Volume of Donald Trump’s nativist talk rises in face of criticism

US president laments assault on ‘culture’ and revives bogus old tale on killing of extremists

Despite ongoing rebukes over his defence of white supremacists, US president Donald Trump defiantly returned to his campaign's nativist themes on Thursday.

He lamented an assault on American “culture,” revived a bogus, century-old story about killing Muslim extremists, and attacked Republicans with a renewed vigor.

Hours after a terrorist attack in Spain, Mr Trump recalled a debunked event in which General John Pershing supposedly killed Muslim rebels in the Philippines by shooting them with bullets dipped in the blood of pigs, which Muslims are forbidden to eat.

This was around the same time the Islamic State claimed responsibility for the terror attack in Barcelona, where a van was driven into the busy Las Ramblas tourist boulevard, killing 13.


Mr Trump also appeared in danger of losing support from key Republicans he will need to advance his agenda in Congress.
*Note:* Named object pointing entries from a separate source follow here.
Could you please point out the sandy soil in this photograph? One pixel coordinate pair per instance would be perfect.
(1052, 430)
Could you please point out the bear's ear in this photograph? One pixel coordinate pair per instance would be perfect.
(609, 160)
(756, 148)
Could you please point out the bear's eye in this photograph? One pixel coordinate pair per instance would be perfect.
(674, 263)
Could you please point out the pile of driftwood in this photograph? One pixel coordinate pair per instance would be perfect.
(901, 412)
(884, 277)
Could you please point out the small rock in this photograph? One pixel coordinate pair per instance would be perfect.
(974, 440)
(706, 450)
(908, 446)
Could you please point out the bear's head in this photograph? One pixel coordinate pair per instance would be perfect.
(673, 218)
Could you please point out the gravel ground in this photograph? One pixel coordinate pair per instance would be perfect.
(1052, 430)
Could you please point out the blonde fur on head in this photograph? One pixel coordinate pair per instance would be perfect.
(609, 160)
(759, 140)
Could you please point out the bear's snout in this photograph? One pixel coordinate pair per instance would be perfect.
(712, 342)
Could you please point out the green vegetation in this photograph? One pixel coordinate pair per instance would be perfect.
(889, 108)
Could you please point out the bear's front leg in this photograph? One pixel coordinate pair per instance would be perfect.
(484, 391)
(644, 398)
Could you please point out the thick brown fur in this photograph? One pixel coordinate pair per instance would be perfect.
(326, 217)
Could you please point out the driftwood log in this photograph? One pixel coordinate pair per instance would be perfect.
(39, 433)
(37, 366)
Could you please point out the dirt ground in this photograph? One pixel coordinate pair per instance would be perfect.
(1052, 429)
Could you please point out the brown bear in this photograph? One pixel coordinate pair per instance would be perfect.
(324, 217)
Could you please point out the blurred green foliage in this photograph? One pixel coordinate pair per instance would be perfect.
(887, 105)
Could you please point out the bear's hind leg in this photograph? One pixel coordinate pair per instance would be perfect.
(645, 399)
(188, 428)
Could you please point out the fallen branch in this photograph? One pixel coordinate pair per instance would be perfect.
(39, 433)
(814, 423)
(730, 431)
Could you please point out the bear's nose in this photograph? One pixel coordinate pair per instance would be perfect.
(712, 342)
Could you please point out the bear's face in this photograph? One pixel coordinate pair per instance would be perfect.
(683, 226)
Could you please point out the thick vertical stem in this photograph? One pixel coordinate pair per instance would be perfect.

Senator Bob Corker, the chairman of the Foreign Relations Committee, questioned the president's "stability," and Senator Tim Scott, the only black Republican in the Senate, declared Mr Trump's moral authority is "compromised."


Earlier in the day, Mr Trump made clear that he had no intention of stepping back from his assertions about the Charlottesville rally that have drawn widespread condemnation.

In three tweets, the president defended Civil War-era statues, using language very similar to that of white supremacists to argue the statues should remain in place.

Mr Trump said it would be "foolish" to remove statues of Robert E. Lee and Stonewall Jackson and mused that monuments to George Washington and Thomas Jefferson would be next.

“Sad to see the history and culture of our great country being ripped apart with the removal of our beautiful statues and monuments,” the president wrote.

The White House announced that Mr Trump had decided to cancel plans to assemble a President's Advisory Council on Infrastructure.

The decision to abandon the business group came a day after a revolt among industry leaders on two other advisory panels forced the president to disband them.